Mercoledì
20 Maggio 2026
Convinci, rimprovera, esorta... (2 Timoteo 4:2)
IMPARA A CONDURRE (3)
Quando hai bisogno di accettazione e approvazione, finisci per essere controllato da parte di coloro che dovresti condurre. L’apostolo Paolo lo ha riconosciuto. Ecco perché ha istruito Tito: “Parla di queste cose, esorta e riprendi con piena autorità. Nessuno ti disprezzi.” (Tito 2:15). La paura di provocare sconvolgimenti nei ranghi, rende insicuri i conduttori che agonizzano sulle decisioni e si assumono la responsabilità per le reazioni emotive altrui. Non si rendono conto che quando si sta facendo quello che andrebbe fatto e gli altri non sono d’accordo, questo è un loro problema, a meno che tu non lo faccia diventare tuo.
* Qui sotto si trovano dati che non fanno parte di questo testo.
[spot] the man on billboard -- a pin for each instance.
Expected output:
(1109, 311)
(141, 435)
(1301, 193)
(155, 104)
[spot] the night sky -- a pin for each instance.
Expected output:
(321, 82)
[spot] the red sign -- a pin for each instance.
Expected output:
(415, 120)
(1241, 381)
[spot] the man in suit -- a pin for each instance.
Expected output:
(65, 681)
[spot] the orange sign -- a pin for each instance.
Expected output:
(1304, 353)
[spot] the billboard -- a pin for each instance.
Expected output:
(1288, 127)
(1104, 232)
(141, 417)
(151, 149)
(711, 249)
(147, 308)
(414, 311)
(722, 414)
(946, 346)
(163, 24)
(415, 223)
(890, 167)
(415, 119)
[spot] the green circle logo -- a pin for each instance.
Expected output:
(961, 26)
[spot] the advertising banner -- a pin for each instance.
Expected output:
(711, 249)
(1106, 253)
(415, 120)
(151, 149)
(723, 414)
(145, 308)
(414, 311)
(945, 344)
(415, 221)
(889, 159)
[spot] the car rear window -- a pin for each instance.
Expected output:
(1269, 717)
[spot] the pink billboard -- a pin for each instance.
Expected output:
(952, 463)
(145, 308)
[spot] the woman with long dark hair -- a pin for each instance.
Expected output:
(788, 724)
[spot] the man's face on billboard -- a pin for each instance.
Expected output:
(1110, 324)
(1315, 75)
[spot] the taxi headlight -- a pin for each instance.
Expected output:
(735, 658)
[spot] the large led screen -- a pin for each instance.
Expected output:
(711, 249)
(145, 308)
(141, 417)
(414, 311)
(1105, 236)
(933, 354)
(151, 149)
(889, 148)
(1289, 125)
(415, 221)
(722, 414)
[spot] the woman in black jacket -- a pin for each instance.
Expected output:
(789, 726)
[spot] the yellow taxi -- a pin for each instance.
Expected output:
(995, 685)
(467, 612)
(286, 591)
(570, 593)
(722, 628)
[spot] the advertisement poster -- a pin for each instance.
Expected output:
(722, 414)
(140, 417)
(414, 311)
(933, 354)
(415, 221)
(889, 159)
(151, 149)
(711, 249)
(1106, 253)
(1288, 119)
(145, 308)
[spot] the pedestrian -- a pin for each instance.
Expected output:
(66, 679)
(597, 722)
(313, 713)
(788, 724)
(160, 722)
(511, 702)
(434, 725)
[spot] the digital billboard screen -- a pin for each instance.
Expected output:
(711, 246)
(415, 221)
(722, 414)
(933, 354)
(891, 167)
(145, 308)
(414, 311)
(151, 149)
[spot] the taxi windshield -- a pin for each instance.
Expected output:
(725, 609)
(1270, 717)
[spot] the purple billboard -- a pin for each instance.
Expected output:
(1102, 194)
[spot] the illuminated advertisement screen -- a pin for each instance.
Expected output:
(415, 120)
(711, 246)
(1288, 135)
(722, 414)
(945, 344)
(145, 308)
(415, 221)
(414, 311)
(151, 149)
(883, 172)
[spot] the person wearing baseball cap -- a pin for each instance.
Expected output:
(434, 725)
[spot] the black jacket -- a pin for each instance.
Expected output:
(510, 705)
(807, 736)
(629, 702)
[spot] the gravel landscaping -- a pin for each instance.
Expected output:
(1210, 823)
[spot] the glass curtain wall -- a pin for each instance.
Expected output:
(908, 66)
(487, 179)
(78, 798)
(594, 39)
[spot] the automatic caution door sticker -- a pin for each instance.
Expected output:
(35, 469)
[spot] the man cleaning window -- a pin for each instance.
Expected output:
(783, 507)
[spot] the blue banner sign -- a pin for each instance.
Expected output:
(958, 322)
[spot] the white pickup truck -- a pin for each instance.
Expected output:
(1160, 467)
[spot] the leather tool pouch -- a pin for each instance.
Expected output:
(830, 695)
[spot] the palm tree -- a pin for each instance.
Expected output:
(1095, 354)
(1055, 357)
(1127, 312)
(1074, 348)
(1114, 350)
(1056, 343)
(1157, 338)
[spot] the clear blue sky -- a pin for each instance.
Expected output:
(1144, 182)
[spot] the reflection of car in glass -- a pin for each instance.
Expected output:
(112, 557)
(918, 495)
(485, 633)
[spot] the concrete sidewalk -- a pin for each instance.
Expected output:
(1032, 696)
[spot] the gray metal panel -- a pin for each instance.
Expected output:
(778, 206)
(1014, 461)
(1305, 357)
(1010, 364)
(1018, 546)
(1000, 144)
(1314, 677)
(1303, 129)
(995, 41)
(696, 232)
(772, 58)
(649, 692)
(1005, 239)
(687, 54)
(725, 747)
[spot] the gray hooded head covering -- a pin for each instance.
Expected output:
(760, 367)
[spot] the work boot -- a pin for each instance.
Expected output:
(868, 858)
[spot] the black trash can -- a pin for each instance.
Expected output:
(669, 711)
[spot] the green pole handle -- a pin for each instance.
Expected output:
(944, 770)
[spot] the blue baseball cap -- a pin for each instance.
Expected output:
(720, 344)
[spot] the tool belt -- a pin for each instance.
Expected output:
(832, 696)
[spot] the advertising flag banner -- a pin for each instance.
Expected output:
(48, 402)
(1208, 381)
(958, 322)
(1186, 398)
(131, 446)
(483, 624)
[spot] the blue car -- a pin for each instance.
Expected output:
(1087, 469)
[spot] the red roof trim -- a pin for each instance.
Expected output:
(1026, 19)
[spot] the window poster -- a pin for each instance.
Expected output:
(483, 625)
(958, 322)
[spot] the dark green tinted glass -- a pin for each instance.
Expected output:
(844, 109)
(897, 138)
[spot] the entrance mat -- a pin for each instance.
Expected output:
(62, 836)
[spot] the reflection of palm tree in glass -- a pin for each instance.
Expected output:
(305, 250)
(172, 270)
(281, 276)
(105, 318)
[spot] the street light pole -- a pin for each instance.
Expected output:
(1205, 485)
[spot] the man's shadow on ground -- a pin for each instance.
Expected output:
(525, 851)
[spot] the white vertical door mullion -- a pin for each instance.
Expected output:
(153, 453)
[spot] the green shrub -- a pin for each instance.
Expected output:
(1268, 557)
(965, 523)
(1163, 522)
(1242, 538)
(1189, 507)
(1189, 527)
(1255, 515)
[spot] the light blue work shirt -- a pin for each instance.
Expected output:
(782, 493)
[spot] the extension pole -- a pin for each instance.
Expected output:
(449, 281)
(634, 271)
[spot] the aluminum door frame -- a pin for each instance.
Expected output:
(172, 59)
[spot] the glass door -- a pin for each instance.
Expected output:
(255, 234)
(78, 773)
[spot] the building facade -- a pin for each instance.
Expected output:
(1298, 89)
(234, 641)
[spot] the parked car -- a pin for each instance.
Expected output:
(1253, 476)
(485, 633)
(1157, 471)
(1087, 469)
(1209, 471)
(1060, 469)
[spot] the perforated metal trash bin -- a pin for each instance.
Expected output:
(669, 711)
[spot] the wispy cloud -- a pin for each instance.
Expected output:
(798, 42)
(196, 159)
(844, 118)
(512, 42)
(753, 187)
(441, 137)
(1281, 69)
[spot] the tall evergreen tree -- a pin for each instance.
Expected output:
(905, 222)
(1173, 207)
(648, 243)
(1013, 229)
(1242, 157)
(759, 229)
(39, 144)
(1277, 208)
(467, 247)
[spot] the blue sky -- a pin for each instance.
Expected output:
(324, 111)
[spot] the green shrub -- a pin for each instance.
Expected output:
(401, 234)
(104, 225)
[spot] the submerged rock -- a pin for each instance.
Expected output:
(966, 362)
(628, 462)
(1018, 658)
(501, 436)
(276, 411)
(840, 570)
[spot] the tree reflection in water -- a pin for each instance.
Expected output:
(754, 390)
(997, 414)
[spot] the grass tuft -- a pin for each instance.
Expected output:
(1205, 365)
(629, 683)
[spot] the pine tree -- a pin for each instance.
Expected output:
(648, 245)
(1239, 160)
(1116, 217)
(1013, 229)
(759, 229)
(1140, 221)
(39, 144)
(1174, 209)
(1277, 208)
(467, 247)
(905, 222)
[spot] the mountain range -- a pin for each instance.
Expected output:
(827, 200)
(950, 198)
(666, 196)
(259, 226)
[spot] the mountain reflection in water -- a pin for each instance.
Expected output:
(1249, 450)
Un conduttore maturo si occupa della delusione e mantiene un giusto atteggiamento; è disposto ad ascoltare la musica anche quando non gli piace la melodia. Pensa: quando avverti i tuoi bambini di non mettere la mano su una stufa calda, non è una tua responsabilità di fargli piacere quanto detto, giusto? Speri che, man mano che maturano, capiscano. Ma la verità è che ad alcune persone non piace sentire la parola “no”, a prescindere da quanto siano grandi! Ma tutti abbiamo bisogno di sentirlo di tanto in tanto. In caso contrario, non saremo mai felici di ottenere qualcosa di diverso dalla propria strada, e questo significa o non arrivare da nessuna parte, o mettersi nei guai. L’apostolo Paolo, che stava addestrando Timoteo per la conduzione, gli disse: “Convinci, rimprovera, esorta con ogni tipo di insegnamento e pazienza." Correggi le persone quando sbagliano, rimproverali quando sono testardi, incoraggiali quando sono in lotta, sii paziente quando imparano e crescono, e assicurati che le istruzioni sono chiare e comprensibili.” Questo è ciò che fanno buoni conduttori e l’unico modo per impararlo è farlo.